Aujourd'hui Sophia Kokosalaki utilise un large éventail de techniques anciennes telle que les appliqués, les nervures, les ganses, les tresses, les ruchés et les patchwork pour embellir toute sortes de tissus, notamment son cuir et son jersey de soie si caractéristiques.

C'est en 2006 qu'elle présente pour la première fois son travail durant la semaine des défilés parisiens. Pour cette collection elle avait exploité toutes les possibilités du drapé pour un vestiaire court et fluide, hormis des bustiers nervurés d'aspect rigide.

Ils s'associaient à un short ou une jupe courte et gonflée comme un bloomer. En dépit de ses nombreuses recherches et de son grand savoir-faire, la créatrice réussit tout de même à conférer une extrême simplicité à ses créations en travaillant par intuition.

Sophia Kokosalaki

Ses robes sont si belles, si légères qu'elles en paraîtraient presque perverses : mais Sophia Kokosalaki cherche simplement à créer des vêtements expressifs.
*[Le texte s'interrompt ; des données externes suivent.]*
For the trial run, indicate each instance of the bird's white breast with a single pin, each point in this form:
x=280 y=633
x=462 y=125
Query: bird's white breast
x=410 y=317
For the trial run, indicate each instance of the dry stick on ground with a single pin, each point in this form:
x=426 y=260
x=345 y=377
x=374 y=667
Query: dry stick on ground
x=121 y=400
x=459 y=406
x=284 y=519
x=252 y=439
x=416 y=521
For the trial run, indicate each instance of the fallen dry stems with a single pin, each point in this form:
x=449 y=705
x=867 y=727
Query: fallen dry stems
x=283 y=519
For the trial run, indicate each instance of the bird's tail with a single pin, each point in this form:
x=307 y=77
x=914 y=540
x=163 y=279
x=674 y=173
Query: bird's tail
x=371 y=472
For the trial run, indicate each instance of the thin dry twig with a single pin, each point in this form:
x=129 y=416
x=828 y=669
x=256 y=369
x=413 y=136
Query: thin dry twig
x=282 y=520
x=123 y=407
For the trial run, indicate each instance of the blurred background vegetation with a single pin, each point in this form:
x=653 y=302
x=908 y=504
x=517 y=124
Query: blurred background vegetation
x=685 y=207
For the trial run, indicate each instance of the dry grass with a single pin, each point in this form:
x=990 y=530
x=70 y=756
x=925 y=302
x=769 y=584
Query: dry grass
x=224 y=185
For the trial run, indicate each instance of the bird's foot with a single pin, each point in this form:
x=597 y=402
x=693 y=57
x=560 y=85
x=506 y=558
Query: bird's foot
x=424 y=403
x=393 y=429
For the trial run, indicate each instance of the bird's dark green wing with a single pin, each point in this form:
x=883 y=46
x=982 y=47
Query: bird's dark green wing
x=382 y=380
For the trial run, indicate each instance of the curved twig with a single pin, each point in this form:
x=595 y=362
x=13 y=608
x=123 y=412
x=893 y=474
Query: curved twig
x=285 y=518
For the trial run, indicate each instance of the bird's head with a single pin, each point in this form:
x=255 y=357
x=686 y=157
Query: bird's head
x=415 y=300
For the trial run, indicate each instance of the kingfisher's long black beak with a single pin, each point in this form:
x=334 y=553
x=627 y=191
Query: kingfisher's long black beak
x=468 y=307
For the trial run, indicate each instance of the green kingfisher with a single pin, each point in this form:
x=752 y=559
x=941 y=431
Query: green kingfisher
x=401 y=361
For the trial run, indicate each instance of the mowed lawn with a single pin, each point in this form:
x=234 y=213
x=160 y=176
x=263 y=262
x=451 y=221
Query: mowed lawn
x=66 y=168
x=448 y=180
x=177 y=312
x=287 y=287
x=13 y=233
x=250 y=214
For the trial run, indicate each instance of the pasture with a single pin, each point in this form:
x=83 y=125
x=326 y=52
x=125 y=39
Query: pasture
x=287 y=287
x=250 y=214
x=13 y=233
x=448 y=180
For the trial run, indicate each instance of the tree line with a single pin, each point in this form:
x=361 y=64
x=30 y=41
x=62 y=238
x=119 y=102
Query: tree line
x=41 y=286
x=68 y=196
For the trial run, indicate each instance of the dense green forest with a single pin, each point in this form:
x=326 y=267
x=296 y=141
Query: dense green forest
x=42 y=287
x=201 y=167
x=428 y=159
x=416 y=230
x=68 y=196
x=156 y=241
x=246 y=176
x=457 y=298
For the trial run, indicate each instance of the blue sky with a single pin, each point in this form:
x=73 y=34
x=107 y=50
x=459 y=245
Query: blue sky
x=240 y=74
En 2004, c'est elle qui s'occupe de la création des costumes pour l'ouverture des JO et notamment de la robe portée par la chanteuse Björk.

Jouant sur les contrastes entre ombre et lumière, féminin masculin, elle a travaillé comme styliste pour Ruffo Research et en tant que consultante pour Fendi.

En 2002, elle a dessiné une ligne pour Topshop. Pour le défilé Eté 2007 à Paris, toute la presse anglo-saxone était présente, en dépit de la pièce exigu où s'est déroulé le show, chacun voulait y assister.

Sophia Kokosalaki

On peut ainsi mesurer la côte exponentielle d'amour de la créatrice grecque basée à Londres. A l'avant-garde de la mode britannique, elle a été la première créatrice a bénéficier d'une bourse de 10 000 livres de la Britain's Arts Foundation.

La grande actualité de la créatrice est la reprise de la direction artistique de la maison de couture de Madeleine Vionnet, qui n'avait plus de section style depuis 1939, date où Madame Vionnet avait présenté sa dernière collection.

Qui de mieux placée que Sophia Kokosalaki, spécialisée dans les drapés et autres plissages, pour reprendre le flambeau de cette griffe qui s'était illustrée pour les même techniques savamment maîtrisées ?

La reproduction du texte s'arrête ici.